Ni le Pentagone ni le Commandement central, responsable des forces américaines au Moyen-Orient, n'ont jusqu'à présent officiellement commenté ces incidents. Dans le cas du second, seul le pilote était à bord et il a pu être secouru, selon les médias américains.
La destruction du premier avion, au-dessus du territoire iranien, s'est produite dans le sud-ouest du pays. Même si son pilote a également été secouru, le deuxième membre d'équipage est toujours porté disparu. Et la perspective d’un aviateur américain vivant en fuite sur le territoire hostile de l’Iran met en évidence les risques d’une guerre à laquelle la plupart des Américains s’opposent, selon les sondages. Les deux tiers des électeurs réclament la fin du conflit au plus vite, même si les objectifs fixés par Washington ne sont pas atteints, selon une enquête Reuters-Ipsos.

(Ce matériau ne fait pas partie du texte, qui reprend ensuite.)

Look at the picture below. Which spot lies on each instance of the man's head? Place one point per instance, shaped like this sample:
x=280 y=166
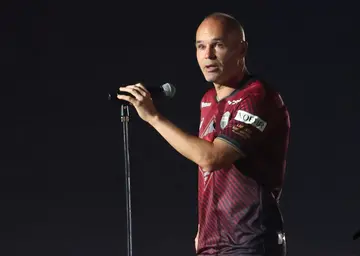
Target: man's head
x=221 y=48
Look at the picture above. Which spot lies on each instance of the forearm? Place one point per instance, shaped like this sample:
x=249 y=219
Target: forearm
x=193 y=148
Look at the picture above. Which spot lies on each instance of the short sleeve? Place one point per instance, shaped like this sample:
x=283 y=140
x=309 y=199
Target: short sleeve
x=245 y=125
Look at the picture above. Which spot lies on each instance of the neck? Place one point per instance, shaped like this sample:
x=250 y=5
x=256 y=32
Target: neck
x=225 y=89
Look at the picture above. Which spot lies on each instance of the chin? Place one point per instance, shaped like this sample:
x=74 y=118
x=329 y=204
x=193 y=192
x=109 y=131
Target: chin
x=211 y=79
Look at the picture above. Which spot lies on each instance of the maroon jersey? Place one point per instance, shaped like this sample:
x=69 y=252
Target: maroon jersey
x=238 y=206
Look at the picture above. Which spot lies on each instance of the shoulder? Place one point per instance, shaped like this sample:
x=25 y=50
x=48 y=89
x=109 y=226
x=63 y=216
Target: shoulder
x=208 y=96
x=261 y=90
x=256 y=87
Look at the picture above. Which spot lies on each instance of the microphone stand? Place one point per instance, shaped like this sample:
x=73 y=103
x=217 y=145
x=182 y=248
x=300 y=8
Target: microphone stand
x=125 y=117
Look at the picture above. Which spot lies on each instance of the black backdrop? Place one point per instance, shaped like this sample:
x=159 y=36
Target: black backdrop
x=62 y=177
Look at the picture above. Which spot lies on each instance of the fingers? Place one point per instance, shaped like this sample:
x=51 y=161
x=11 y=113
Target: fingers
x=138 y=91
x=140 y=86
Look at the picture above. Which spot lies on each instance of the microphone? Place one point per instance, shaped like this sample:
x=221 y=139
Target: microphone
x=356 y=235
x=165 y=91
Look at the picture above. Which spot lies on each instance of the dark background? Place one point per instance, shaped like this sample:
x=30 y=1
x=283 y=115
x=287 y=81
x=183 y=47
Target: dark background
x=62 y=187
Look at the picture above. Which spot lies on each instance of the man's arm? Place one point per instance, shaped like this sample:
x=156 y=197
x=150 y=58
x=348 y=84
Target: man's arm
x=208 y=155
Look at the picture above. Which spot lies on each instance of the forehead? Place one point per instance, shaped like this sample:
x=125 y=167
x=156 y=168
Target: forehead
x=210 y=30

Les autorités iraniennes ont lancé des appels à la population civile pour l'alerter de toute indication sur la localisation de l'équipage et ont diffusé sur les réseaux sociaux des images provenant prétendument de l'endroit où l'avion s'est écrasé, ainsi que des restes de l'appareil.
L'aviateur secouru, le pilote de chasse, est vivant, entre les mains des États-Unis, et reçoit des soins médicaux, selon ce qu'ont déclaré de hauts responsables aux médias américains. On ne sait pas où se trouve le deuxième membre de l'équipage, même si les opérations de recherche sont toujours en cours.

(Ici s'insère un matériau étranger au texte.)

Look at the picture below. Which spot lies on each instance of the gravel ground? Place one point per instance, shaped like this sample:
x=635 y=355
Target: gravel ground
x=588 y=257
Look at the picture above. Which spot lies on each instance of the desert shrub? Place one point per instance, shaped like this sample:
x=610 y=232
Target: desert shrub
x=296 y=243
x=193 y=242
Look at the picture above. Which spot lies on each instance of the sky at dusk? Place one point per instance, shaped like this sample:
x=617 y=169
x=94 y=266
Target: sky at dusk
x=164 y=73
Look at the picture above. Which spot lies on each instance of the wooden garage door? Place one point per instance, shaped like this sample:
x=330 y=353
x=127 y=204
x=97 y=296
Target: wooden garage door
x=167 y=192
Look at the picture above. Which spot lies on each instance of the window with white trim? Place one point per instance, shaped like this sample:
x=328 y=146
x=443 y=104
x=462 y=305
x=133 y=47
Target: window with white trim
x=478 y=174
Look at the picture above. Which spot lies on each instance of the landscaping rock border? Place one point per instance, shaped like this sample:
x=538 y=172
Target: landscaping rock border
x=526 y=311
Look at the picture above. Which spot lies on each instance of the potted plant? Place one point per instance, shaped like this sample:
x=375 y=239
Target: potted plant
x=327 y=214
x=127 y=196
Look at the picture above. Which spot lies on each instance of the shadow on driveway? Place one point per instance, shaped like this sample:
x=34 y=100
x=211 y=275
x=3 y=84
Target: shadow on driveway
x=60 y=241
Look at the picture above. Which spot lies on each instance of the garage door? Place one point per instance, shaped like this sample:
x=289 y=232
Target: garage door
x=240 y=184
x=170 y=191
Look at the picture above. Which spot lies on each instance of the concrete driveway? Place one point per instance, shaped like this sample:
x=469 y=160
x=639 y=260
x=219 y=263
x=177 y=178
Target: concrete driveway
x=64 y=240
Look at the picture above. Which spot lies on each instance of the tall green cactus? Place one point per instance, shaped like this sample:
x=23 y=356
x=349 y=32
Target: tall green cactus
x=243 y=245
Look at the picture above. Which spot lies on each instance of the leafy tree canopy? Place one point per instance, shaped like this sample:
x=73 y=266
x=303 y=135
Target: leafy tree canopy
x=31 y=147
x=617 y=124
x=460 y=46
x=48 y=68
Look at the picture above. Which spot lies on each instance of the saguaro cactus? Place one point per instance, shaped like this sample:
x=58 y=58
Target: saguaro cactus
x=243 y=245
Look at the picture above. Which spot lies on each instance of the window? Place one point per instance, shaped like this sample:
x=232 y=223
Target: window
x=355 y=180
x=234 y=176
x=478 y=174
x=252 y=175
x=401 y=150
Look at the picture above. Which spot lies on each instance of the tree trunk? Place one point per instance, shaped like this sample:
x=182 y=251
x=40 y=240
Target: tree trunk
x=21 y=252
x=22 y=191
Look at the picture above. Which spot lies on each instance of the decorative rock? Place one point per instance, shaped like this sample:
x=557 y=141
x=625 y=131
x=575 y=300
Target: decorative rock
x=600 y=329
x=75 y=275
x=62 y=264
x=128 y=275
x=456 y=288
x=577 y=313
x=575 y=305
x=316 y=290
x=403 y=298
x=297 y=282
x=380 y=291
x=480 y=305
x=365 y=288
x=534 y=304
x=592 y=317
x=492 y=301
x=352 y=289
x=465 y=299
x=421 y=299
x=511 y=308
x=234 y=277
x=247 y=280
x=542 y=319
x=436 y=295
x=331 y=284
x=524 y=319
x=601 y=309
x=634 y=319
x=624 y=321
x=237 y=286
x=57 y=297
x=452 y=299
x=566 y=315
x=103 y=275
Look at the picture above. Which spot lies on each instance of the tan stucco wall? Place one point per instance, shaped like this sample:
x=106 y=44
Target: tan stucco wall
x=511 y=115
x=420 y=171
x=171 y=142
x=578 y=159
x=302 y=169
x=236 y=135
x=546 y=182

Trump, qui n'a eu aucune activité publique ce vendredi – et qui a assuré mercredi à la nation dans un discours que la capacité de défense aérienne de l'Iran était « en lambeaux » – a assuré dans un bref entretien téléphonique avec la chaîne de télévision NBC News que les incidents ne compromettraient pas les négociations que, selon lui, les États-Unis mènent avec l'Iran, bien que Téhéran les nie. « Nous sommes en guerre », a-t-il souligné.
Dans d'autres commentaires ultérieurs lors d'une conversation téléphonique avec un journaliste du journal britannique, le président a évité de commenter ce qui se passerait si l'aviateur disparu n'était pas secouru et sain et sauf.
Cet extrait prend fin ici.